July 13, 2010
Richard Hendrix
Hendrix was covered in the Pacers summer league round-up of last week. Despite my endless touting of him, he averaged only 2 points and 3 rebounds for the team.
In addition to that performance, and his already signing for Maccabi Tel-Aviv, Hendrix has made news in another way this month. He is soon to receive a Bosnian passport, which will further his career in two ways; he'll get to bypass import rules for many European leagues, and he'll also get to play for the Bosnian national team. It's all exposure.
July 6, 2010
Richard Hendrix
I have long since clamoured for Hendrix's NBA talent, going as far as to cite him in my list of people the Bulls might want to sign to the minimum to pad out their roster. Hendrix can still rebound the bejeezus out of the ball, and I can't think of a single NBA team that couldn't use that skill. However, Hendrix has already signed for next season with Maccabi Tel-Aviv. His presence here might therefore be kind of academic.
June 14, 2010
Richard Hendrix - The Warriors never gave Hendrix a fair chance, waiving him within a month despite all the guaranteed money they had given him. Unfazed, Hendrix went to Spain and continued to rebound the snot out of the ball. His offense is still rudimentary, but rebounds is rebounds.
May 10, 2010
[...] So as you can see, the case of Morrow is not the first time Golden State has rued not giving a player a third year on their minimum salary contract. On the plus side, though, they did have the foresight to give three years to Monta Ellis. And Chris Taft. And Richard Hendrix. Although the latter two ended up costing the team over $1.5 million for only 17 games played. But you win some, you lose some.
March 16, 2010
- Dick Hendrix
Hendrix has moved to Spain for this season, playing for C.B. Granada. He is averaging 14.0 points and 7.2 rebounds in 26.2 minutes per game on the season, shooting 67% from the field and 57% from the foul line.
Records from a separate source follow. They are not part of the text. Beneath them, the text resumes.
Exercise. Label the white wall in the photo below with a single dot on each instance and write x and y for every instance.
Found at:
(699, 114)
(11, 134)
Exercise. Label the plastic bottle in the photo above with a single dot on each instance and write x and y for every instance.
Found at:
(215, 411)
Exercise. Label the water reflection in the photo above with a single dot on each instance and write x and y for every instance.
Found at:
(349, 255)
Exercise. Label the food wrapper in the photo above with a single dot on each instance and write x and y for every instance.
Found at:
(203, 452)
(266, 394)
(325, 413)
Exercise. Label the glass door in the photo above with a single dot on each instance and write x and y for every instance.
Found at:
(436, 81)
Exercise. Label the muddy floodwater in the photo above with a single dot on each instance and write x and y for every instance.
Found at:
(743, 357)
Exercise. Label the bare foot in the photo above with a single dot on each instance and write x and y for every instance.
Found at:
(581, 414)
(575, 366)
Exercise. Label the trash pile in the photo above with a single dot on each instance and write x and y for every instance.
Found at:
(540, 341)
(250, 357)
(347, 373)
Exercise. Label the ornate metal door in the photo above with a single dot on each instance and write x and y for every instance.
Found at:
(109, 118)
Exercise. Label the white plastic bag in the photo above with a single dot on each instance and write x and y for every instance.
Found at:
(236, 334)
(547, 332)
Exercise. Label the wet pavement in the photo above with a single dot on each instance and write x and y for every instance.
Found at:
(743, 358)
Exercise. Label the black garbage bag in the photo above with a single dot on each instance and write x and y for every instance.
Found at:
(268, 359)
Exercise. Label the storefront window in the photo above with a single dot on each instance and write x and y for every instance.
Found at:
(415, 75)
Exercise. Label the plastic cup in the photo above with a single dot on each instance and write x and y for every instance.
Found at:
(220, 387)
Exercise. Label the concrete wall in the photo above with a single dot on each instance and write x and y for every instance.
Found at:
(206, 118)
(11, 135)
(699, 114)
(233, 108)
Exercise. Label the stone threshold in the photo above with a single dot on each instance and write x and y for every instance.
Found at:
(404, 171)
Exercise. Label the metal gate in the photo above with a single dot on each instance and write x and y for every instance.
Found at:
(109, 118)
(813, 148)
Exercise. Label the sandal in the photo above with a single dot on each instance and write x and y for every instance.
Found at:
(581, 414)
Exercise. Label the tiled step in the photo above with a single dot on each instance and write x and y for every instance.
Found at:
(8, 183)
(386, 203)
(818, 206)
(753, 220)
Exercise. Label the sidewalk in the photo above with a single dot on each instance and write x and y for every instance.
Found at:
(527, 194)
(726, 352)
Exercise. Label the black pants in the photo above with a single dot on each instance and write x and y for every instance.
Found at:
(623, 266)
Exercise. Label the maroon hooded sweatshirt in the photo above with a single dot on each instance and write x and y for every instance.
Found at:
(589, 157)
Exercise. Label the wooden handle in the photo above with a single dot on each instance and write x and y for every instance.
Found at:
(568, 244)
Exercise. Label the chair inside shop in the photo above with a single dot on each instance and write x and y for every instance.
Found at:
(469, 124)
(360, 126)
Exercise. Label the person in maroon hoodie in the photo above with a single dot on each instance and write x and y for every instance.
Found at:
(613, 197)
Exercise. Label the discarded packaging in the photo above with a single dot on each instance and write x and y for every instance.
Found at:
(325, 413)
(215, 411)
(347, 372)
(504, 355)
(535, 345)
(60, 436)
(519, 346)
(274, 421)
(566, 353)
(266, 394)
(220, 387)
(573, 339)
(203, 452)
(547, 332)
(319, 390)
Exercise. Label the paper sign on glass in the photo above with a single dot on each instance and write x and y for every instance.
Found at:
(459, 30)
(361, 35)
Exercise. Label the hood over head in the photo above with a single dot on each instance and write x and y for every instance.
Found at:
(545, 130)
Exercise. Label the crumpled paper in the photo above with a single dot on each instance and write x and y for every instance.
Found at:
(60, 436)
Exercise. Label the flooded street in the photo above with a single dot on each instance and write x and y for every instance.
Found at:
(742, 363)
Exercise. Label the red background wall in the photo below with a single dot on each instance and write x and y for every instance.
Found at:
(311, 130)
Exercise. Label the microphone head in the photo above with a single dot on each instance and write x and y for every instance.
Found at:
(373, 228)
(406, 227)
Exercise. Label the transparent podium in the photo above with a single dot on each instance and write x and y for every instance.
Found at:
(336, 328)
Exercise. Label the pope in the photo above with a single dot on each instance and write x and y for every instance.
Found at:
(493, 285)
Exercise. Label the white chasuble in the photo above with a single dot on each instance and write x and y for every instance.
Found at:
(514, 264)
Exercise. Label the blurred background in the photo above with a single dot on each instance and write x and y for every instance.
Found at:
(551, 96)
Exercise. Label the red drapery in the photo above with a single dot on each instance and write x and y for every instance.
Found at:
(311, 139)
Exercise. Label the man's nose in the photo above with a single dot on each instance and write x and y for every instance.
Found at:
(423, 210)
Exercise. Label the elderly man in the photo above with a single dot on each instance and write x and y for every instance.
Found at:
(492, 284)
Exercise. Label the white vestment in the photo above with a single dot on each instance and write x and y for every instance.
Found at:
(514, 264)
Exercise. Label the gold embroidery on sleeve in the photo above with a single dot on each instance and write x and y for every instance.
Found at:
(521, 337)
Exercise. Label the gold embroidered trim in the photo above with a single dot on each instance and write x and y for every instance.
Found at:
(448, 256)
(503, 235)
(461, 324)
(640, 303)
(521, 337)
The Warriors have finally been able to replace him with Chris Hunter, but why a team that was outrebounded in 55 of their first 64 games would so undervalue the rebounding abilities of someone like Hendrix is mindblowing. It's not that Hendrix is brilliant; it's instead that they seem not to know or care that their way of building a team with zero power forwards is not working out. Do the Warriors' braintrust deliberately not get it, or are they all just simultaneously overlooking the obvious?